Bogotá est à nouveau le théâtre de manifestations. Ce jeudi, un indigène minga est entré dans la capitale du pays vers 10h00 sur la Calle 80, générant un embouteillage monumental sur l’importante route.
Transit de Bogotá, compte Twitter qui affiche des informations en temps réel sur la mobilité dans la ville, a souligné que la minga indigène marche dans une direction ouest-est en compagnie d’un groupe de guides organisé par la Mairie.
La manifestation se déroule le long de la route lente, c’est pourquoi la circulation sera contrôlée aux principaux carrefours du corridor. « Il y a une manifestation sur la Calle 80 avec Carrera 120, dans le sens Occ-Or. La communauté indigène bloque la route lente.

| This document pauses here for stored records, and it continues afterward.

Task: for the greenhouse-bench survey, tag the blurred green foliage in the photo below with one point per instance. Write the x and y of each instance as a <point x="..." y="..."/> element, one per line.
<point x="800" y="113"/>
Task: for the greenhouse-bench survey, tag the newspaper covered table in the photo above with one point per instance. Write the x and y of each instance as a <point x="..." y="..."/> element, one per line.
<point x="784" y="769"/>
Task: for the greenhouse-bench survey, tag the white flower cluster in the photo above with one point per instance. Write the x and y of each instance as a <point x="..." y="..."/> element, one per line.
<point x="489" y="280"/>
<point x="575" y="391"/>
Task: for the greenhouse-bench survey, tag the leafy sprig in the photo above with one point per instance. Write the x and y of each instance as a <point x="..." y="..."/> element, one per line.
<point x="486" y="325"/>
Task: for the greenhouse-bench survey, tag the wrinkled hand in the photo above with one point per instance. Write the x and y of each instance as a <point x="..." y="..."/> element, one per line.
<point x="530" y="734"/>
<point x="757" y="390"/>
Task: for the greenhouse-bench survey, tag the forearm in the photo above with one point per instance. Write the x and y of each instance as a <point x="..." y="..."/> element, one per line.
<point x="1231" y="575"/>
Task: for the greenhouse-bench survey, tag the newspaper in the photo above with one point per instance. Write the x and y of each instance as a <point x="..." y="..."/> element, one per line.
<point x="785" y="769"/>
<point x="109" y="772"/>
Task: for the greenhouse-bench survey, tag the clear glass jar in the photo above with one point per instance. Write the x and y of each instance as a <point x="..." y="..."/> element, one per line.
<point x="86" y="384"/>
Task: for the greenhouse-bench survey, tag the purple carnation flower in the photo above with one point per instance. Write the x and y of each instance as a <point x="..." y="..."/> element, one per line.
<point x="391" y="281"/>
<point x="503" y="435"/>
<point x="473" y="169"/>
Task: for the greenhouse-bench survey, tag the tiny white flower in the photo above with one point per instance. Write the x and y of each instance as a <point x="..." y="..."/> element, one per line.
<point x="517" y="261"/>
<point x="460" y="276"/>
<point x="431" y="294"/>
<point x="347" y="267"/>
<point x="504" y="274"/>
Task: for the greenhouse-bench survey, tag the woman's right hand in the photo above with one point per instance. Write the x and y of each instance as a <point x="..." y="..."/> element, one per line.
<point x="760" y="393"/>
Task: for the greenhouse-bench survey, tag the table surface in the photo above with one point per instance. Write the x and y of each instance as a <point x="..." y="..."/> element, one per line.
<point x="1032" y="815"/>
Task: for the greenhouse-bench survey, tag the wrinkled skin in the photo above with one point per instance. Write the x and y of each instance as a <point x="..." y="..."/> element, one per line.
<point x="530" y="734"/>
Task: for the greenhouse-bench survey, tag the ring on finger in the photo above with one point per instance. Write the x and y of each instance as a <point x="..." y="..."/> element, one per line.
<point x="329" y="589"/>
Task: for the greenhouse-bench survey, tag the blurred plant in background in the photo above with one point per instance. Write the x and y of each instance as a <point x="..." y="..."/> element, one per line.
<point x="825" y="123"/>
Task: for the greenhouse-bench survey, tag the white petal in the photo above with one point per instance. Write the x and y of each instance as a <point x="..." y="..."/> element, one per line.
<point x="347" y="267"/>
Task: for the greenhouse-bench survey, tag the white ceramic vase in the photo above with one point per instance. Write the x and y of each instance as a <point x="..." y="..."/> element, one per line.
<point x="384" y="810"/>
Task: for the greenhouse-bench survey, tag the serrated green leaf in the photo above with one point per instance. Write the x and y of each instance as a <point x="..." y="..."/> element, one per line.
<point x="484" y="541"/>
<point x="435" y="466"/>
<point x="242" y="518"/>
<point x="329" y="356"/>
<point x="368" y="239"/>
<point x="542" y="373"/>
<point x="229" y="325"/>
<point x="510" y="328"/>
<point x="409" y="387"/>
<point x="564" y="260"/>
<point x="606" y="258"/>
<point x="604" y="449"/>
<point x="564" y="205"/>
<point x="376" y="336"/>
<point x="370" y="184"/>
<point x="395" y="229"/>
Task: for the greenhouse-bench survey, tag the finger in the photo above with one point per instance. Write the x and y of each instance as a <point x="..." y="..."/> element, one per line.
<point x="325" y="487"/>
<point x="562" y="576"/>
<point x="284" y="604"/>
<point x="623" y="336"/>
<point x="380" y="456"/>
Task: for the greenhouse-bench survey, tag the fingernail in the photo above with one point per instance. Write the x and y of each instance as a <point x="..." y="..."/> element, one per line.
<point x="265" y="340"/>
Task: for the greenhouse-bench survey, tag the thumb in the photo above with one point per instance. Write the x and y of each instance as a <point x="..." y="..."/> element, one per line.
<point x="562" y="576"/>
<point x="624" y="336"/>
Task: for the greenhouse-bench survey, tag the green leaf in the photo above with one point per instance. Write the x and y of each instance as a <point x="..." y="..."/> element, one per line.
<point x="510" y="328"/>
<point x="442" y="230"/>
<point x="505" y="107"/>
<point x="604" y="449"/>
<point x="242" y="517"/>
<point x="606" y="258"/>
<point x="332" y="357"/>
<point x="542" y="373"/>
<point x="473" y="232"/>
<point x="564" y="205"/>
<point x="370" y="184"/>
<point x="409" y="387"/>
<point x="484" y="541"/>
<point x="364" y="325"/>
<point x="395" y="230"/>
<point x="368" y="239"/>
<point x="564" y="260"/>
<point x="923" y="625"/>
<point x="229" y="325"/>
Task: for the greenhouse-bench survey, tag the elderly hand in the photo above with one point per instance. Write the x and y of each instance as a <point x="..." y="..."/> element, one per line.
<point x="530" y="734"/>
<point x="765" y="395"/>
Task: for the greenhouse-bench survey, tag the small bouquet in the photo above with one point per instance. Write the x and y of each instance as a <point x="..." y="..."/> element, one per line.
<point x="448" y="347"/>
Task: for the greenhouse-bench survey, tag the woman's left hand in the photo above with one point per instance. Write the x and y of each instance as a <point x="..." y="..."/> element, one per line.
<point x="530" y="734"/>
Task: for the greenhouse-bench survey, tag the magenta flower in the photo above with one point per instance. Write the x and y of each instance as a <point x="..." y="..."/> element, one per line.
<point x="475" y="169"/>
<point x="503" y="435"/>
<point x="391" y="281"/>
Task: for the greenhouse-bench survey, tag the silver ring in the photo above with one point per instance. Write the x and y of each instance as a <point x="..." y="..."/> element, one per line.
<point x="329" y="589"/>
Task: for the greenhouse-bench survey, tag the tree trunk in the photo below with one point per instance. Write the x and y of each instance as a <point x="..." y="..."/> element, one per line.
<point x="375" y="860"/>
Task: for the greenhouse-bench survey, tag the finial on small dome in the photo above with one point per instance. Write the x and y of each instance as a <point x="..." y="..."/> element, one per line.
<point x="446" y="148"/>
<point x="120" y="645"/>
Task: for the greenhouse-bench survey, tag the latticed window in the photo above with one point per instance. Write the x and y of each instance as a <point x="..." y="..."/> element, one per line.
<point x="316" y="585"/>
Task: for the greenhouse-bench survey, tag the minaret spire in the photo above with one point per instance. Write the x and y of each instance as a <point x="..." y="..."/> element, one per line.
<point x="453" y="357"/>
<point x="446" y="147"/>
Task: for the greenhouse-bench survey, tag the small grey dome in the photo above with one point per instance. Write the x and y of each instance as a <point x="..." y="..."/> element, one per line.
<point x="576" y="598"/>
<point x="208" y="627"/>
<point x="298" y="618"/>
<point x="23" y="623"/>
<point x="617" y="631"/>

Le groupe de guidage effectue la surveillance et soutient la régulation de la circulation aux principales intersections du corridor », indique le bulletin.
Dans la deuxième mise à jour, Bogotá Tránsito a indiqué que la manifestation indigène avance sur Calle 80 avec Carrera 110 à l’est, affectant la route mixte. « Il est suggéré de prendre l’avenue Centenario (13e rue) comme itinéraire alternatif, pour entrer dans la ville », a-t-il recommandé.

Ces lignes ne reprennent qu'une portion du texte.